Por outro lado, dadas as complexidades da tributação e do processo administrativo tributário, o exercício de autotutela pela administração tributária na etapa da inscrição em dívida ativa não é pleno, apesar de amplo. Por ser feito de ofício e sem a participação do devedor, fica adstrito à verificação de vícios formais eventualmente ocorridos no ato de lançamento (artigo 10, Decreto nº 70.235/72), de vícios procedimentais talvez praticados no correr do contencioso administrativo e de fatos impeditivos, modificativos ou extintivos dos créditos tributários (artigos 151, 156 e 180, CTN). Não alcança nem mesmo todas as hipóteses que legalmente permitem a revisão de lançamento (artigo 149, CTN), pois algumas delas dependem de produção de prova com a necessária colaboração do contribuinte (incisos IV e VIII), o que não é possível fazer ex officio. Não implica — nem poderia — revisão do mérito administrativo, pois, se assim o fosse, transmutar-se-ia o controle de legalidade da inscrição em uma nova instância recursal do processo administrativo tributário.
Apesar dessas limitações, não há como negar que a inserção do controle de legalidade nessa específica etapa do processo de positivação da norma tributária trouxe aprimoramentos à segurança jurídica. Ao transformar em dever a faculdade que o Supremo Tribunal Federal há tempos reconheceu pertencer à Administração Pública (Súmula STF nº 473), a reconstrução do sistema jurídico de execução fiscal feito na Lei nº 6.830/80 viabilizou uma dupla verificação da legalidade no fenômeno da tributação, o que é sempre de bom tom, dado o caráter vinculado da atividade administrativa na apuração, constituição e cobrança dos tributos (artigo 3º, CTN).
Além disso, pavimentou o terreno para a construção normativa de outras possibilidades de resolução de potenciais conflitos entre Fisco e contribuintes na esfera de atuação da administração.
No âmbito federal, as inovações trazidas pela Portaria PGFN nº 33/2018 vêm ao encontro dessa perspectiva, a começar pelo alargamento do espectro do controle de legalidade pela legitimação da não cobrança de créditos tributários cujo fundamento tenha sido declarado indevido pela jurisprudência pacífica dos tribunais superiores (artigo 5º, §1º). Mas não só por isso. Sobretudo por introduzir institutos jurídicos até então inexistentes — como a oferta antecipada de garantia (artigo 8º) — ou pouco utilizados após a inscrição em dívida ativa — como o pedido de revisão de dívida inscrita (artigo 15). Todos com o propósito de qualificar os créditos tributários que venham a ser levados à cobrança perante o Judiciário, e de reduzir uma litigiosidade potencialmente estéril, já que passa a ser depurada ainda na esfera administrativa.
Não há perdedores quando o Estado aprimora o controle administrativo de legalidade: todos ganham.
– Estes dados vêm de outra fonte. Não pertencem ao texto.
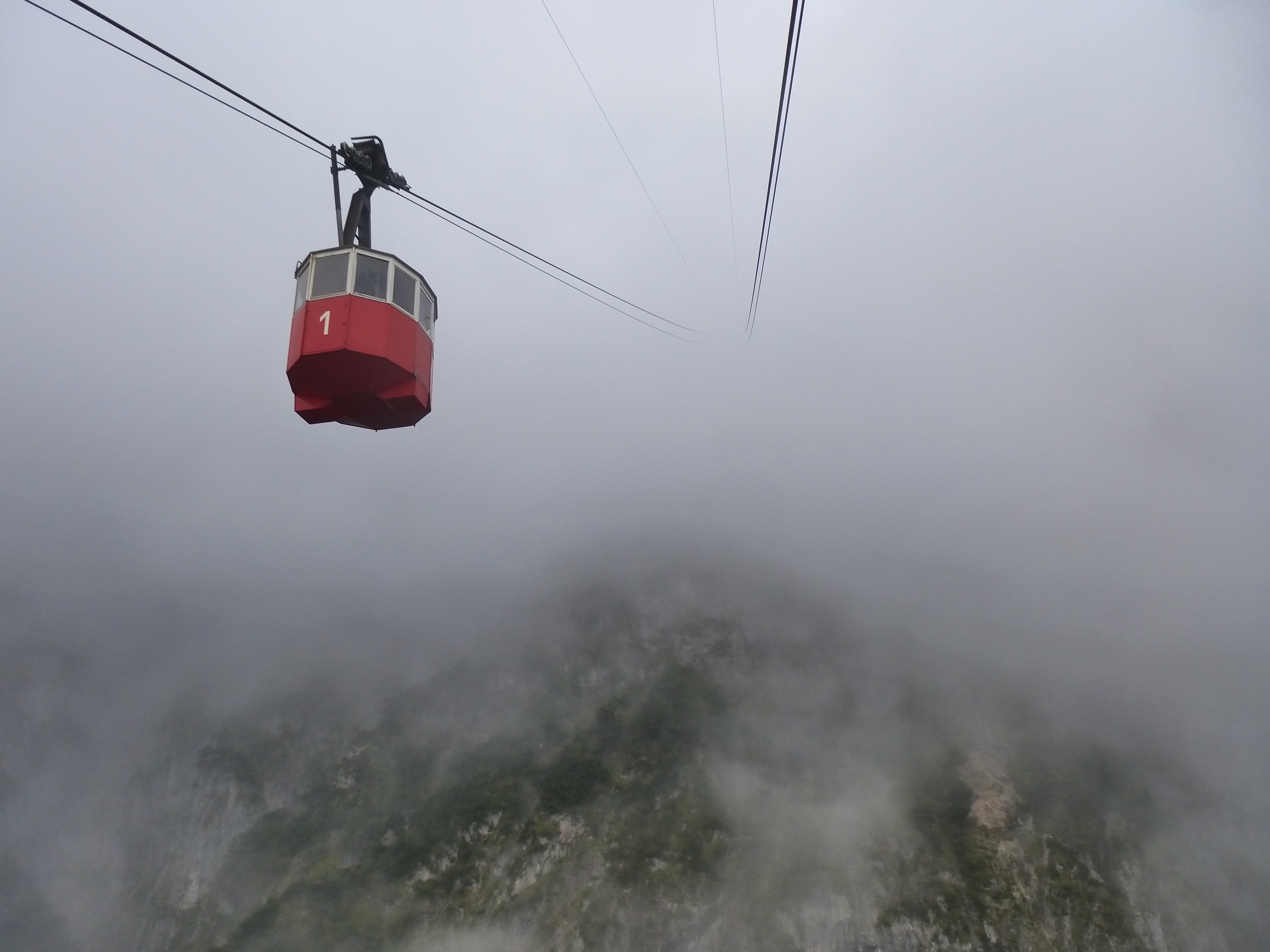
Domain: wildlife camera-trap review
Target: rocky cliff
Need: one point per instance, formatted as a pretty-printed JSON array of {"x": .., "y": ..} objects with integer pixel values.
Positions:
[{"x": 664, "y": 770}]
Inviabiliza-se uma cobrança tributária feita a qualquer custo. Por decorrência, diminui-se a tentação de se adotar condutas meramente arrecadatórias, a serviço de políticas transitórias de governo e em desrespeito à legalidade. E tudo isso acrescido de uma vantagem estratégica: os mecanismos multiportas de controle de legalidade não encontram barreiras na legislação para serem cada vez mais aperfeiçoados, pois, como ressaltado pelo ministro Hermes Lima lá nos idos dos anos 60, “não há lei que o proíba” — vale repetir.